Estações elevatórias
As soluções para elevação de águas e águas residuais podem ser constituídas por situações convencionais com órgãos em betão, com edifício de exploração ou não, ou então por soluções compactas
Figura 1 – Edifício da EE
Estes sistemas são constituídos normalmente por canais de chegada equipados com grades manuais e/ou mecânicas que antecedem os poços de bombagem equipados com as respectivas electrobombas submersíveis.
Estes sistemas podem ser incluídos no interior de edifícios para protecção geral.

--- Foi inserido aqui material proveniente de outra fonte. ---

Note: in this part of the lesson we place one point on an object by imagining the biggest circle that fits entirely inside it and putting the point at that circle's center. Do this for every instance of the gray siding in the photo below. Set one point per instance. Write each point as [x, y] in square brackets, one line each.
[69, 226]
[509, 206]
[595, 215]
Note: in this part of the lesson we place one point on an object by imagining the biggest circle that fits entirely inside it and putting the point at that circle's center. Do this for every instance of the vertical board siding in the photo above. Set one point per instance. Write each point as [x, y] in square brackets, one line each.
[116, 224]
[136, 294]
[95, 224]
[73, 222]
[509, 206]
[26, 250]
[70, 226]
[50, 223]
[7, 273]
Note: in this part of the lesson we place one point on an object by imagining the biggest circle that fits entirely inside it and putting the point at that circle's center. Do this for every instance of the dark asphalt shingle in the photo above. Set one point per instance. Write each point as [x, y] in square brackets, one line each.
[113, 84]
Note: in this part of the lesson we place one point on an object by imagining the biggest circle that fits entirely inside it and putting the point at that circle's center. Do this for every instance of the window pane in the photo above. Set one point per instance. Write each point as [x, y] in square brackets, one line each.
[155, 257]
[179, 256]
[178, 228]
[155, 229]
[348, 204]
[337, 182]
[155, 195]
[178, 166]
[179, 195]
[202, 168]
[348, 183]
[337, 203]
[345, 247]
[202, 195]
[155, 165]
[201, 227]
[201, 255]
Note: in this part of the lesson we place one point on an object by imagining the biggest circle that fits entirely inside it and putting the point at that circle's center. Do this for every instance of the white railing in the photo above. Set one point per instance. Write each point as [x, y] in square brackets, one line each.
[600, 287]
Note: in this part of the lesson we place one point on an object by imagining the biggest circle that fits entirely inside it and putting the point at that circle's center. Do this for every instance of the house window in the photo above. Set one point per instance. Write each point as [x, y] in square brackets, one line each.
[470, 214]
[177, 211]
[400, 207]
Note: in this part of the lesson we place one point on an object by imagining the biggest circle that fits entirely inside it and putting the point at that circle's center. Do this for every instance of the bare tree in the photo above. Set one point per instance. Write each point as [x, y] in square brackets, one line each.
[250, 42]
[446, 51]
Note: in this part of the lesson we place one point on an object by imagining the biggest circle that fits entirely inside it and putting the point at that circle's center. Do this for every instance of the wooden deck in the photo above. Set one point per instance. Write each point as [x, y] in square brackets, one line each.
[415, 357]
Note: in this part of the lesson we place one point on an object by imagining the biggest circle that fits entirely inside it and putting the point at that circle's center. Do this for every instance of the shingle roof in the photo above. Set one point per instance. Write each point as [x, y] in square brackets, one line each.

Outros equipamentos que podem equipar as estações elevatórias convencionais passam por agitadores submersíveis, sondas de nível, medidor de caudal, medidor de gás, reservatório de ar comprimido (RAC), diferencial de elevação, quadro eléctrico de força e comando, entre outros.
Figura 2 – Grelha mecânica em canal de entrada da EE.
Figura 3 – EE compacta em PRFV
Estas unidades compactas, fabricadas em aço tratado a endoprene exterior e interiormente ou em poliéster reforçado a fibra de vidro (PRFV), são fornecidas completas, com todos os equipamentos e automatismos necessários ao seu bom funcionamento, podendo incluir, para além das electrobombas, bóias, cesto grelha, comporta, tubagem de compressão, válvulas e quadro eléctrico, uma plataforma de acesso, escada e tampa para diferentes cargas.
Figura 4 – EE compacta em aço
As particularidades que destacamos destas unidades são a existência de um sistema de equilíbrio hidrostático que permite a sua instalação em situações de nível freático elevado e um sistema de ancoragem especial que previne a impulsão do tanque e facilita a sua instalação.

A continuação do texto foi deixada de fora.